O amor segundo os filósofos

Autor: Matheus Arcaro
(fonte no final da postagem)
Que o amor é inexplicável, todos em idade adulta já desconfiam. Mas para tentar compreender um bocadinho esse sentimento deveras arrebatador e indecifrável, recorro a alguns filósofos, pessoas que nasceram para pensar a respeito das coisas difíceis da nossa vida.

Pesquisando, descobri que existe um livro chamado “O amor segundo os filósofos”, do professor Maurizio Schoepflin. Pois é, o livro aborda a visão de nada mais na menos do que 19 filósofos sobre o que é o amor. Confira a de alguns e responda: para você, qual definição faz mais sentido?

Na concepção do filósofo Ateniense Platão (o amor ao bem e à beleza) o amor liberta o ser humano e o leva à verdade. Assim, o amor platônico lança uma ponte entre o universo sensível e o universo puramente inteligível, entre o corpóreo e o espiritual, entre o relativo e o Absoluto.

Já o filósofo egípcio Plotino (O amor é desejo inesgotável), diz que o amor purifica e eleva o ser humano. Produz efeitos catárticos de importância fundamental, sem os quais o caminho da conversão e do retorno fica fechado para a alma.

No pensamento de Santo Agostinho (o amor é tudo) o amor é o nexo que une as Pessoas divinas. Somente o amor é capaz de explicar a vida da alma e a sua possibilidade de se elevar ao conhecimento unitivo de Deus.

Segundo Boaventura de Bagnoregio (o amor é a verdadeira sabedoria), a força que dá ao ser humano a capacidade de elevar-se a Deus é o amor. Muitos mais que o esforço intelectual, é o amor que torna possível uma verdadeira aproximação a Deus.

O amor constitui a essência central da própria vida de Deus. Quando amamos, afirma Tomás de Aquino (amar a Deus para amar o próximo), amamos a Deus.

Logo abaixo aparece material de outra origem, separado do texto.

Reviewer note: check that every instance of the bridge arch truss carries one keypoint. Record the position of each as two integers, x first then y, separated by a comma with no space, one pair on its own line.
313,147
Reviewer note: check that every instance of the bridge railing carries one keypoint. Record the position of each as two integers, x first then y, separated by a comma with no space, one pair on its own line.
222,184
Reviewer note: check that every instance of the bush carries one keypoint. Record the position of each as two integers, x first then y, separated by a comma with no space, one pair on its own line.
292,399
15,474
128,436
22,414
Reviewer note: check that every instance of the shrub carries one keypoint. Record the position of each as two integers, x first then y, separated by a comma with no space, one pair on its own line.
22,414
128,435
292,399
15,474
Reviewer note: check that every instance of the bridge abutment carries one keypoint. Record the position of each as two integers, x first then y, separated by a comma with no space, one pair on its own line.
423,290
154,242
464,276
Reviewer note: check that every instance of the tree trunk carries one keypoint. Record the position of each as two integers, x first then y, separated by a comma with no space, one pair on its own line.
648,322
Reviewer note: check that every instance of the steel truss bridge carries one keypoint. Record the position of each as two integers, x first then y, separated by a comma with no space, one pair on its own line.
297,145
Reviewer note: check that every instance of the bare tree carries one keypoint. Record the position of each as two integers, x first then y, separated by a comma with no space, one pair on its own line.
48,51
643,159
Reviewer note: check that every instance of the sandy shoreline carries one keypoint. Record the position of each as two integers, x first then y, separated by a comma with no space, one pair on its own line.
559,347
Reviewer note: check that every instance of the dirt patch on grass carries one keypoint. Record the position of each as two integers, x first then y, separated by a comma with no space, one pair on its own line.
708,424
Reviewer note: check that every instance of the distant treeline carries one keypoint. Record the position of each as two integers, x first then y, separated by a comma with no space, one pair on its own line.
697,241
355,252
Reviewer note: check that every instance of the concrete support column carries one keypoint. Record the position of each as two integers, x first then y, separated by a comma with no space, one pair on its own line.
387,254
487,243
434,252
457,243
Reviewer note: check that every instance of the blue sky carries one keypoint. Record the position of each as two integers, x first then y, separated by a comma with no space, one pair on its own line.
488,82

Na filosofia de Baruch Spinoza (o amor é intelectual e gera alegria) o amor é o pleno conhecimento da verdade que faz o ser humano totalmente feliz.

Para Jean-Jacques Rousseau, (o amor não admite corações) o amor é filho da natureza e da liberdade. Para ele, o ser humano nasce bom e se perverte por causa da vida social e do desenvolvimento cultural.

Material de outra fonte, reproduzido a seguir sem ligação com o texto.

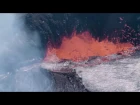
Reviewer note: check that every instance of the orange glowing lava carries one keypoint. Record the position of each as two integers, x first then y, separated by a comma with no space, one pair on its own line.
82,46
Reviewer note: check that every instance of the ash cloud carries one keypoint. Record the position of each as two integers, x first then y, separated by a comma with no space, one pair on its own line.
18,50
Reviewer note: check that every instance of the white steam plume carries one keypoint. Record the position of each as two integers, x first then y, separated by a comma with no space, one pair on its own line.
18,50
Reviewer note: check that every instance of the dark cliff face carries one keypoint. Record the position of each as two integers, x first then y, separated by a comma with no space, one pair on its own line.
53,26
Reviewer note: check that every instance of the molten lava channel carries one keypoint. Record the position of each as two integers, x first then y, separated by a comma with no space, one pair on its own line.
82,46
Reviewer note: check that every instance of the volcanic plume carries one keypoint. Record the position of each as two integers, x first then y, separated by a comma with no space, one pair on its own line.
82,46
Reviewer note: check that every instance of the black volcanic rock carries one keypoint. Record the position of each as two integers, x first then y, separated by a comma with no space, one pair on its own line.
68,82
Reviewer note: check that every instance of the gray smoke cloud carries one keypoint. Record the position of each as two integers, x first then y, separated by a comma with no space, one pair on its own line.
20,56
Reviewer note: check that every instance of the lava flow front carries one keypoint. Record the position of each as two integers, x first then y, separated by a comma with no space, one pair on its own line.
82,46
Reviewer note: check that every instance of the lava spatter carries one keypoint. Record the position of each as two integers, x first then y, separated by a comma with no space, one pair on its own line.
82,46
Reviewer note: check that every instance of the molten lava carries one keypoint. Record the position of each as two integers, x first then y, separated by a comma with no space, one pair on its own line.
82,46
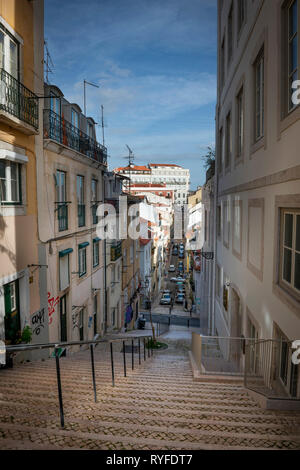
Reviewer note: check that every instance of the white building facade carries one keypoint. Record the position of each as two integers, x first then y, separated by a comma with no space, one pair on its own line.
257,210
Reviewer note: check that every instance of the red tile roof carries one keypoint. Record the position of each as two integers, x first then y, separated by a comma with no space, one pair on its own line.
164,164
134,168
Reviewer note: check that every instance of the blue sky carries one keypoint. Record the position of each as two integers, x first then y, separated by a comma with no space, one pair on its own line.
155,62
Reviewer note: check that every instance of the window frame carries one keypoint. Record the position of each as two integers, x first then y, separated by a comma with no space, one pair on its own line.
289,286
260,59
8,182
81,260
96,245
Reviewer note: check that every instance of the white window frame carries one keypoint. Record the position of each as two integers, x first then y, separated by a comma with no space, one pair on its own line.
291,285
8,183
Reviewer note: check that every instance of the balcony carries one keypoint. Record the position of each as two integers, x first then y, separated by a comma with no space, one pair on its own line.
19,107
116,251
58,129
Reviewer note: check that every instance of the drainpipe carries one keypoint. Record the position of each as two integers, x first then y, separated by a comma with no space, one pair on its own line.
105,276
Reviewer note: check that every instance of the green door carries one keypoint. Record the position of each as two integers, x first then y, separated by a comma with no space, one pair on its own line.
12,312
63,318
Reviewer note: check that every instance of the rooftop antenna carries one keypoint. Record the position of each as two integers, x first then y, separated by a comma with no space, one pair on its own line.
102,124
49,66
130,159
84,93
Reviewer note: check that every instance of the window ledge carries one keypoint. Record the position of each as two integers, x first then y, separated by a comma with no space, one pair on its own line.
12,210
257,146
287,298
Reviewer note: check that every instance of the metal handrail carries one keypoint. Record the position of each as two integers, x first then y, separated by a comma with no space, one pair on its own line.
18,100
92,343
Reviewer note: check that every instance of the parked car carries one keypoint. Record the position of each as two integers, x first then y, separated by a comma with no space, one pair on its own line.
177,279
165,300
180,298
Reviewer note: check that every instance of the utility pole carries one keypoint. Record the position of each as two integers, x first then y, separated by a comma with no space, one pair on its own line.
84,93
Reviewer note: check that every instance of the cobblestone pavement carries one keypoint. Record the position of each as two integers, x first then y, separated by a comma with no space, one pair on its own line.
157,406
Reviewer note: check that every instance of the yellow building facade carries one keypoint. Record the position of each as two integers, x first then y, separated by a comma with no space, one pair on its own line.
21,66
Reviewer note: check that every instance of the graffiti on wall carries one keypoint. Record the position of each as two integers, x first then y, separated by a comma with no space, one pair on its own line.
52,303
38,322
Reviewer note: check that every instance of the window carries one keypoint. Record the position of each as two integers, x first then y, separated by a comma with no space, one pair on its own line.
131,253
80,201
230,33
81,325
9,53
290,250
61,193
259,95
228,141
64,271
240,122
221,149
10,182
74,118
241,13
12,314
95,252
292,28
222,63
95,313
219,221
82,260
94,197
54,104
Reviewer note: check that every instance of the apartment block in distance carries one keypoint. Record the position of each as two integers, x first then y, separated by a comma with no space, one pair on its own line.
257,262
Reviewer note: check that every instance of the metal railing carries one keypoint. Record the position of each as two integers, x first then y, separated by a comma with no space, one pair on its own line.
58,347
62,131
269,369
220,355
18,100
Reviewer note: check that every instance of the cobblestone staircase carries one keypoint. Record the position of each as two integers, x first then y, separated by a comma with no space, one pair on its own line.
157,406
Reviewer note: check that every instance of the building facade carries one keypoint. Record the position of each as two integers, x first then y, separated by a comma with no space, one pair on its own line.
175,178
70,176
257,210
23,295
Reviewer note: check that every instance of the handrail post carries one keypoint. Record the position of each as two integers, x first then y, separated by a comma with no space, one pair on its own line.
61,408
124,358
93,371
112,365
139,351
132,354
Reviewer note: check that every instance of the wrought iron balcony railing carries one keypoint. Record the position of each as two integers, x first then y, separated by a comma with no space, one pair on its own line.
81,215
63,132
18,100
116,251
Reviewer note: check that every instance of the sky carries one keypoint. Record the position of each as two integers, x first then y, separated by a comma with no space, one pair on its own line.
155,64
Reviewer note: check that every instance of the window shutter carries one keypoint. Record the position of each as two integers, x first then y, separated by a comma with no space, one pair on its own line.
64,272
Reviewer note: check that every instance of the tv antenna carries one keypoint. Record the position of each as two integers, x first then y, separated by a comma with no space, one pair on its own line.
130,158
48,62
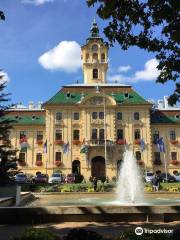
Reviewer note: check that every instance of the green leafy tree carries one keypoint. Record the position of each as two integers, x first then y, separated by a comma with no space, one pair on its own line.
152,25
7,154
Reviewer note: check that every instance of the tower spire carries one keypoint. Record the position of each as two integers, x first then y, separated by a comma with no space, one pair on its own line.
94,32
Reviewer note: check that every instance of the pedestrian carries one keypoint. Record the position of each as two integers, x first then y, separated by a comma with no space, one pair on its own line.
156,183
95,183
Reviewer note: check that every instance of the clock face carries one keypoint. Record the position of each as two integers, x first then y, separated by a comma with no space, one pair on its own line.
94,47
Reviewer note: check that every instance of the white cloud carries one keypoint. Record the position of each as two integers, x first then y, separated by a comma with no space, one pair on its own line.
37,2
117,77
5,78
66,56
149,73
124,68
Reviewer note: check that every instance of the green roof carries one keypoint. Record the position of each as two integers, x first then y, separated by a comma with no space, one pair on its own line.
26,120
163,118
61,98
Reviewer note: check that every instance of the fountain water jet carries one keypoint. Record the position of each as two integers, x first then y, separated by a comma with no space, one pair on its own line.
129,188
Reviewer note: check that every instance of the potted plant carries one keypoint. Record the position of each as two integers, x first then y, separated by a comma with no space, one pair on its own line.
76,142
174,162
39,141
58,163
140,162
157,162
39,163
137,141
121,141
173,141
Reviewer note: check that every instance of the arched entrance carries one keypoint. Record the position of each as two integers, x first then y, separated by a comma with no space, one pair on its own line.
98,167
76,167
119,163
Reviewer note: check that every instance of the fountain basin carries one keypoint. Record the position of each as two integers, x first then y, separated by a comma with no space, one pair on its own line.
50,208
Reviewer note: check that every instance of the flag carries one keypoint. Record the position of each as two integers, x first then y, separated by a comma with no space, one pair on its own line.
84,149
66,148
45,147
142,143
160,144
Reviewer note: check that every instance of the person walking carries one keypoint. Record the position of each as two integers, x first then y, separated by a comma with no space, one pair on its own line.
95,183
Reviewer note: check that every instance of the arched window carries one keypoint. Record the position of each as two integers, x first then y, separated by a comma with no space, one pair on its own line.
119,163
95,57
87,57
137,134
95,73
138,155
102,57
58,116
76,167
94,48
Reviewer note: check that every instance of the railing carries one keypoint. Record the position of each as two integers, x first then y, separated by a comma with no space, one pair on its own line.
99,142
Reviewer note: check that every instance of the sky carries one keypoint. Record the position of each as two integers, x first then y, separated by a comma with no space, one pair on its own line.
40,51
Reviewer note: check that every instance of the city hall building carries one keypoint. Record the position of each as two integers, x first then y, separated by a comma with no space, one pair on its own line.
86,127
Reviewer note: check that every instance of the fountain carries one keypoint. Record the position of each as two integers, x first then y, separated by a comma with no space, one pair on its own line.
129,187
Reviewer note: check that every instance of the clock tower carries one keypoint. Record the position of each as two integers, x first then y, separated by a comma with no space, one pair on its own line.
95,58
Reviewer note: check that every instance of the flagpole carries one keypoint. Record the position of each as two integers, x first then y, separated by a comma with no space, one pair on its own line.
105,142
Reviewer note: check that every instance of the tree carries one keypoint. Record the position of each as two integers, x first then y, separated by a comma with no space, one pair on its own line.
7,154
152,25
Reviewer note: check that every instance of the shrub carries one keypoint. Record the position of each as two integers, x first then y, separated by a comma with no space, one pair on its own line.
37,234
82,234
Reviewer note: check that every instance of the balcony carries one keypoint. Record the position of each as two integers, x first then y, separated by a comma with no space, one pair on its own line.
99,142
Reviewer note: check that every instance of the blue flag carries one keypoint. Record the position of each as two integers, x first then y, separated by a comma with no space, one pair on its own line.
45,147
142,143
160,145
66,148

Para o filósofo alemão Friedrich Schleiermacher (o sentido sagrado do amor) o amor une o finito ao infinito. O amor, interpretado segundo uma perspectiva religiosa e sacralizante, torna-se o centro da gravidade que atrai e unifica não só a própria religião e arte, mas também a educação e a moralidade.

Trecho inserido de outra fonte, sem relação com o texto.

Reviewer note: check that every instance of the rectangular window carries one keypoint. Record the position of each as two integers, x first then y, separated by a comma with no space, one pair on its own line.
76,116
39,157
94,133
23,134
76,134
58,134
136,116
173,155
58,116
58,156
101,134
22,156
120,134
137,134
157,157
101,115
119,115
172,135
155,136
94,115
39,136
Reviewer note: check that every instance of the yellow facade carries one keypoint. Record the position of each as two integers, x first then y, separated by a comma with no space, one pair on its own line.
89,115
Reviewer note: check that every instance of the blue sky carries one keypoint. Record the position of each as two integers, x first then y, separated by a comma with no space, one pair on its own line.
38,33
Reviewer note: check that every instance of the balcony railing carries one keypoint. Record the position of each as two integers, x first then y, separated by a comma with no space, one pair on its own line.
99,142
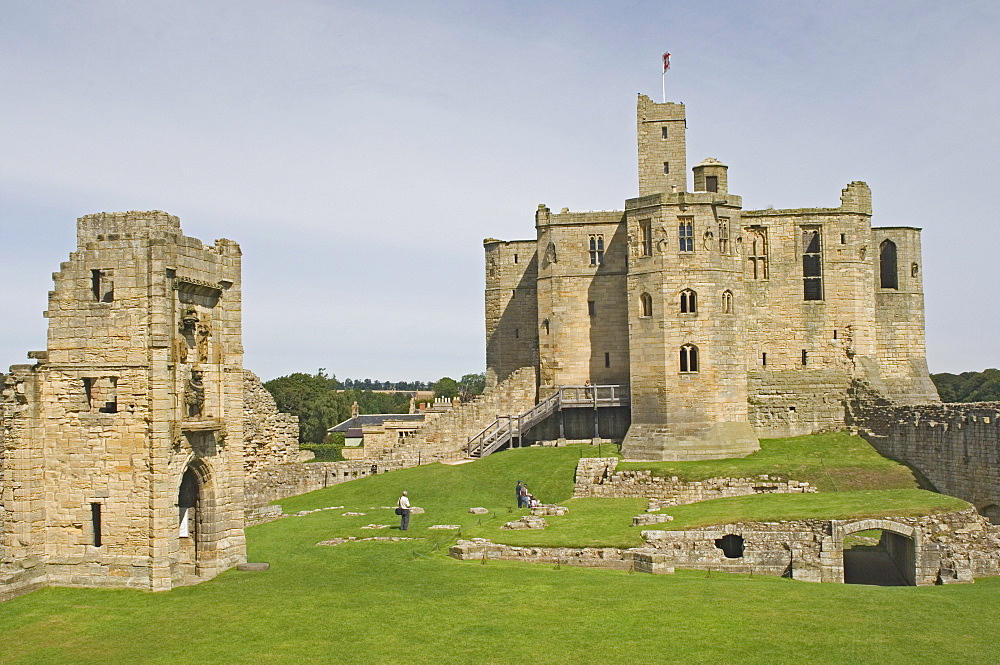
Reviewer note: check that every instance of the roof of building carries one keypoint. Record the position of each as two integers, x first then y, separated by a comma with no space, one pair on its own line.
375,419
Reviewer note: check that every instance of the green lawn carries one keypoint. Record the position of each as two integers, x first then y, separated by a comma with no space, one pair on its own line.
832,462
407,602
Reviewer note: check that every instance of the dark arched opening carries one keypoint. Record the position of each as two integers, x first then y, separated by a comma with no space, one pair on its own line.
881,558
992,513
731,545
189,517
888,276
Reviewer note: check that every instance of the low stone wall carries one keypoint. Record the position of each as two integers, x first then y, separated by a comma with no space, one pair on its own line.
447,436
587,557
933,549
282,481
955,446
598,476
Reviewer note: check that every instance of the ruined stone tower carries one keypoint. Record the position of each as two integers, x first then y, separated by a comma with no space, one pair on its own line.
725,324
122,460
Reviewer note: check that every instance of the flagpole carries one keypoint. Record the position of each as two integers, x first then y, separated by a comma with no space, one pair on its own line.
663,77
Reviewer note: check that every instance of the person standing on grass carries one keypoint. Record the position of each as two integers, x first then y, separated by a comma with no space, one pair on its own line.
404,512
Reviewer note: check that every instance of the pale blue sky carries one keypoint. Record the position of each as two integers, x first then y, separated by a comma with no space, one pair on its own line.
360,151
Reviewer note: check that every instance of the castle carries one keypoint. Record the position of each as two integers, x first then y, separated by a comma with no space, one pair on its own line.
725,324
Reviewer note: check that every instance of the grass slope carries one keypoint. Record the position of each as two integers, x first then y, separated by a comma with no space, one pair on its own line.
406,602
832,462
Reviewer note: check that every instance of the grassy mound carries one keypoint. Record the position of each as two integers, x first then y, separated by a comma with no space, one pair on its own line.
834,462
405,602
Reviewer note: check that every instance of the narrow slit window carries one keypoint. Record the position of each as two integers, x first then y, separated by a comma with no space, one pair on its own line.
596,250
689,302
812,264
647,304
888,275
686,235
95,523
646,234
689,358
102,285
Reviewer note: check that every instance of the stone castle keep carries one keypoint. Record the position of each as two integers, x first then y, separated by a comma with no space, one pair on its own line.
122,456
725,324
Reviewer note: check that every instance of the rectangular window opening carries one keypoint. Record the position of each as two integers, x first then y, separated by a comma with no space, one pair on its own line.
596,250
646,233
95,523
685,230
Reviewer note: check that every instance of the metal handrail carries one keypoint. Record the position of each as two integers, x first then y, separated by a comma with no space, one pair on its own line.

O pensamento de Arthur Schopenhauer (o amor desejo e o amor compaixão) é marcado por um profundo pessimismo, baseado da convicção de que o único motor de toda a realidade é uma vontade cega, absurda e irracional de viver que impulsiona todo o universo e cada ser vivo a desejar algo que, tãol ogo é obtido, torna-se motivo de insatisfação. Assim o amor é poderoso e sabe enganar o ser humano, consegue iludi-lo, prometendo-lhe felicidade que jamais poderá se realizar.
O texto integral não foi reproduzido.